Les plans gouvernementaux d’alerte et les dispositifs vigipirates renforcés, les états d’urgence mobilisant les forces de l’ordre et les manifestations populaires d’indignation n’y changeront rien ; pas plus que les propos lénifiants (léninifiants ?) des « curés » bisounours et œcuménisant ; pas davantage que les discours « fermes et résolus » des politiques, qu’ils soient de droite, de gauche, d’extrême centre, de l’infanterie, de la cavalerie ou de la marine (à voile et à vapeur)…
La seule, l’unique manière de faire en sorte qu’il n’y ait « plus jamais ça » réside dans la conversion profonde et continue des coeurs, des intelligences, des esprits, et des âmes.
Voilà pourquoi, à l’occasion de cette nouvelle année 2017, je vous souhaite de n’avoir plus d’illusions, mais – tout au contraire – je vous souhaite par-dessus tout d’avoir les yeux grands ouverts sur la réalité, afin d’entrer dans le réalisme des conversions qui s’imposent.
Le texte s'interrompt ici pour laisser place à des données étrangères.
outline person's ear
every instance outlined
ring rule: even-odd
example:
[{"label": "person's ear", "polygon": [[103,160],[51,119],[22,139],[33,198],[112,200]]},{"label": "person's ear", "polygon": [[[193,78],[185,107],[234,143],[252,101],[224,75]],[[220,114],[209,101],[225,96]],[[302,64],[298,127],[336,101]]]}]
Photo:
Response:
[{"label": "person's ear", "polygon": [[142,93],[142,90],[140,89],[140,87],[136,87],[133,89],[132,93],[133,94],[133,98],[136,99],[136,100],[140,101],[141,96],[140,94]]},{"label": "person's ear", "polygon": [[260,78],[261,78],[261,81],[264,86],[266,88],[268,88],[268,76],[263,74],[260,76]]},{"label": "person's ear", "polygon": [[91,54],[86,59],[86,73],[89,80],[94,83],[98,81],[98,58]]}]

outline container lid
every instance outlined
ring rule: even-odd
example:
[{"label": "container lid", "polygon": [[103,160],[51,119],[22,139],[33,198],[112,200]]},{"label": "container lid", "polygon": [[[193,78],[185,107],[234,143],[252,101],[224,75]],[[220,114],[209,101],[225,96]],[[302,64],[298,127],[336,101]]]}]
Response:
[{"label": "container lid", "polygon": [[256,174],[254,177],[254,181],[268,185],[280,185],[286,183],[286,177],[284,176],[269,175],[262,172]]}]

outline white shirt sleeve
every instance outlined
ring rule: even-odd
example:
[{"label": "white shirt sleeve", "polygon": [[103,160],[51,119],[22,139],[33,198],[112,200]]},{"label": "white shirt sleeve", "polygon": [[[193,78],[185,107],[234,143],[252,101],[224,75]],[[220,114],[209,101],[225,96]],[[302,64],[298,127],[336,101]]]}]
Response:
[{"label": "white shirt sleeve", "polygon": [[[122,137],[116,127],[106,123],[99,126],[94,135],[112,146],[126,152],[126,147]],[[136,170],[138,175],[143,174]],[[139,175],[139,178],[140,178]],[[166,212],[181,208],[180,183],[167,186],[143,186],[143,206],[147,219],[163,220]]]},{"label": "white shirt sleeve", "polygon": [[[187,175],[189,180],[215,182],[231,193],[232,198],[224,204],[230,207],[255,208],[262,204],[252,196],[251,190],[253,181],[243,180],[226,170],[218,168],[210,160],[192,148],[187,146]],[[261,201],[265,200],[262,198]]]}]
Je ne vous souhaite pas de n’avoir pas de problèmes, mais je vous souhaite d’avoir la gnaque pour leur rentrer dedans et les combattre de la bonne manière.
Je ne vous souhaite pas des petits bonheurs de bourgeois bornés à leurs horizons bien cosy, mais je vous souhaite l’enthousiasme guerrier des chevaliers de jadis quand ils se préparaient aux mêlées sanglantes.
Je ne vous souhaite pas des espoirs de bonheur se limitant aux horizons du boulot, de la santé et de la paye mensuelle, pour vous et vos proches, mais je vous souhaite des espérances vraiment surnaturelles qui transfigurent le quotidien.
Je ne vous souhaite pas l’absence de souffrances (ce qui est le propre des corps anesthésiés), mais je vous souhaite des capacités de générosité jusqu’au sacrifice, pour porter la Croix et faire de vos vies offertes – voire sacrifiées – des instruments de Rédemption !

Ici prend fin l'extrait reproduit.